Gerresheimer Aktie: 570 Millionen Umsatz aus Verkaufsgeschäften
Veröffentlicht am: 22.08.2026 um 03:38 Uhr | Redaktion boerse-global.de
Gerresheimer befindet sich in einer Phase tiefgreifender strategischer Neuausrichtung. Das Unternehmen bereitet derzeit den Verkauf bedeutender Geschäftsbereiche vor, um die Konzernstruktur zu verschlanken und die operative Fokussierung zu schärfen.
Im Zentrum steht dabei die Veräußerung der Centor US Holding sowie des globalen Geschäfts mit Primärverpackungen aus Kunststoff (Primary Packaging Plastics, kurz PPP). Der Käufer, Apax Funds, übernimmt diese Einheiten zu einem kombinierten Unternehmenswert von rund 1,5 Milliarden Euro.
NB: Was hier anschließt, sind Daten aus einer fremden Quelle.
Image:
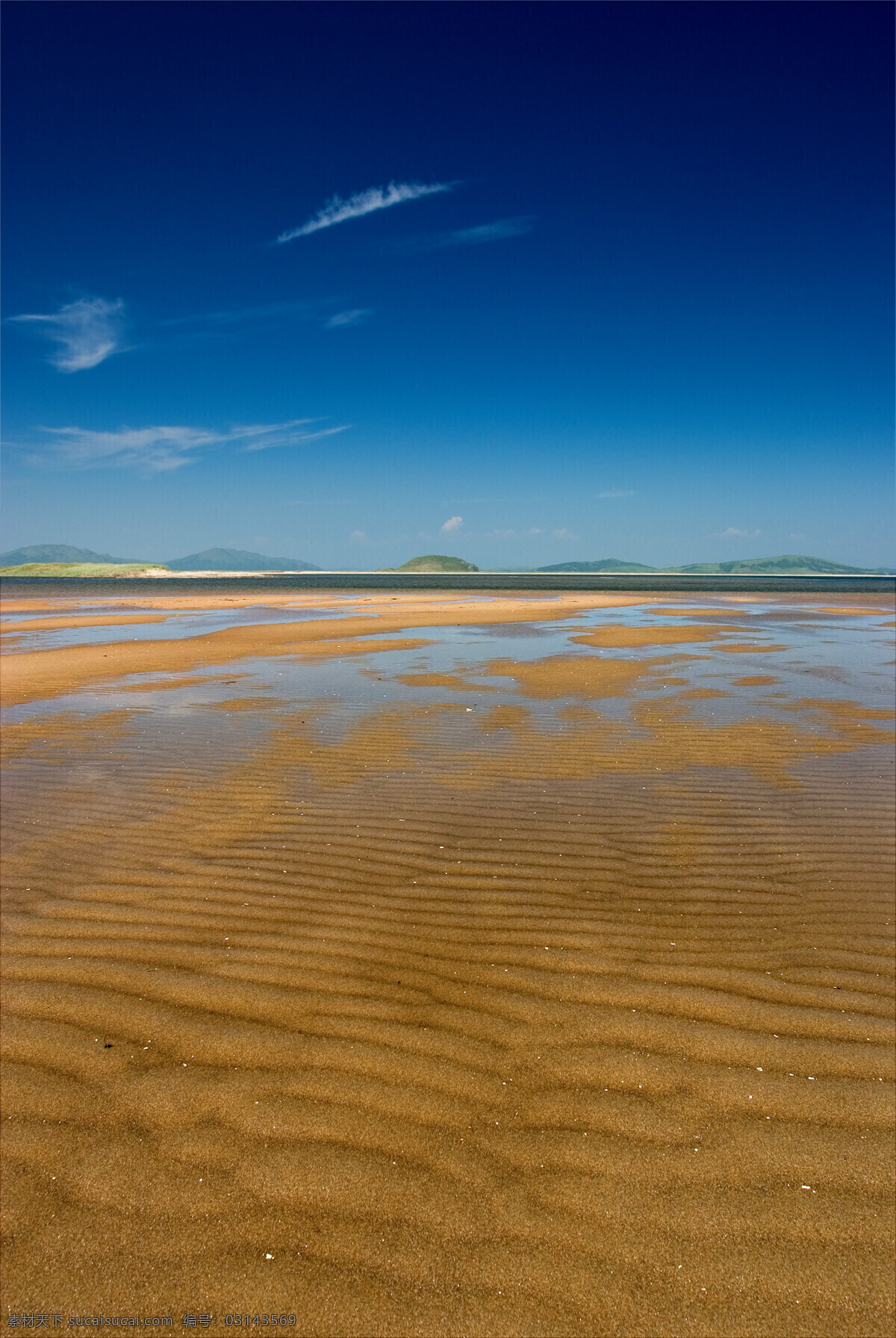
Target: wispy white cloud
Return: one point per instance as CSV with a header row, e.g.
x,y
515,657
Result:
x,y
87,332
343,319
339,211
495,232
162,448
Milliarden-Deal mit Apax Funds vor dem Abschluss
Der Verkaufsprozess ist zeitlich gestaffelt und soll die Bilanz des Verpackungsspezialisten in den kommenden Quartalen maßgeblich beeinflussen. Laut Unternehmensangaben wird der Abschluss der Centor-Transaktion bis zum Ende des Geschäftsjahres 2026 erwartet.
Die Trennung vom PPP-Geschäft soll planmäßig im ersten Halbjahr 2027 folgen. Zusammen steuerten diese Sparten im Jahr 2025 einen Umsatz von rund 570 Millionen Euro bei und beschäftigten etwa 2.400 Mitarbeiter.
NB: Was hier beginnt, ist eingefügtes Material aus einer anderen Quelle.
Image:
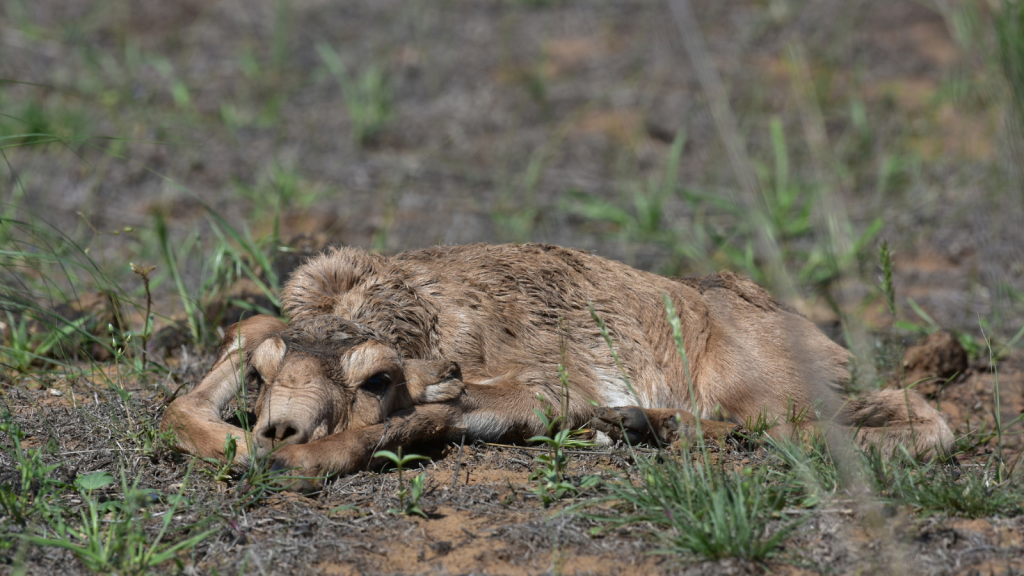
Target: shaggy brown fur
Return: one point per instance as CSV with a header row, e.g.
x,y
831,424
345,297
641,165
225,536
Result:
x,y
508,316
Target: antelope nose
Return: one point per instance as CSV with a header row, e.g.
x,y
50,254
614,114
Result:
x,y
284,430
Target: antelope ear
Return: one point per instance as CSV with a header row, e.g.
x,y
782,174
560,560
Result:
x,y
433,380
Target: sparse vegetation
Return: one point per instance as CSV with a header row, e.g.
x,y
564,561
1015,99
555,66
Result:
x,y
158,162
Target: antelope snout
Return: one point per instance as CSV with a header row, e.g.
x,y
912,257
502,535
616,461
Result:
x,y
281,430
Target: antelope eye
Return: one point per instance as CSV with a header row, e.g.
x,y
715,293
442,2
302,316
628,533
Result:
x,y
378,383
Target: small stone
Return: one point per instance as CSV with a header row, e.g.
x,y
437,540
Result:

Durch diesen Schritt trennt sich Gerresheimer von volumenstarken Kunststoffbereichen, um den Fokus verstärkt auf spezialisierte Lösungen zu legen. Die Erlöse aus dem Verkauf gelten als wichtiger Baustein für die künftige finanzielle Aufstellung des Konzerns, während dieser sich auf margenstärkere Wachstumsfelder konzentriert.
Standortschließungen und operative Neuausrichtung in den USA
Parallel zu den Verkäufen optimiert das Unternehmen seine globale Produktionsstruktur. Ein wesentlicher Teil dieser Maßnahmen betrifft den US-Markt. Wie Glass International berichtet, hat Gerresheimer die Verlagerung von 139 Arbeitsplätzen vom Standort Vineland in New Jersey eingeleitet. Die betroffenen Kapazitäten werden nach Morganton in North Carolina sowie an den mexikanischen Standort Querétaro transferiert.
Die vollständige Schließung der Produktionsstätte in Vineland ist für Ende 2027 vorgesehen. Dieser Schritt ist Teil der Bemühungen, Produktionsprozesse zu bündeln und die Kosteneffizienz im nordamerikanischen Raum zu steigern. Die Verlagerung nach Mexiko unterstreicht zudem die Strategie, Kostenvorteile in der Region konsequenter zu nutzen und die Lieferketten innerhalb des Kontinents neu zu ordnen.
Finanzielle Ziele und Ausblick auf die Hauptversammlung
Die operative Neuausrichtung erfolgt vor dem Hintergrund eines herausfordernden Marktumfelds. Im Geschäftsjahr 2025 stieg der Umsatz zwar um 16,6 Prozent auf 2,32 Milliarden Euro, doch war dieses Wachstum maßgeblich durch die Übernahme von Bormioli Pharma getrieben.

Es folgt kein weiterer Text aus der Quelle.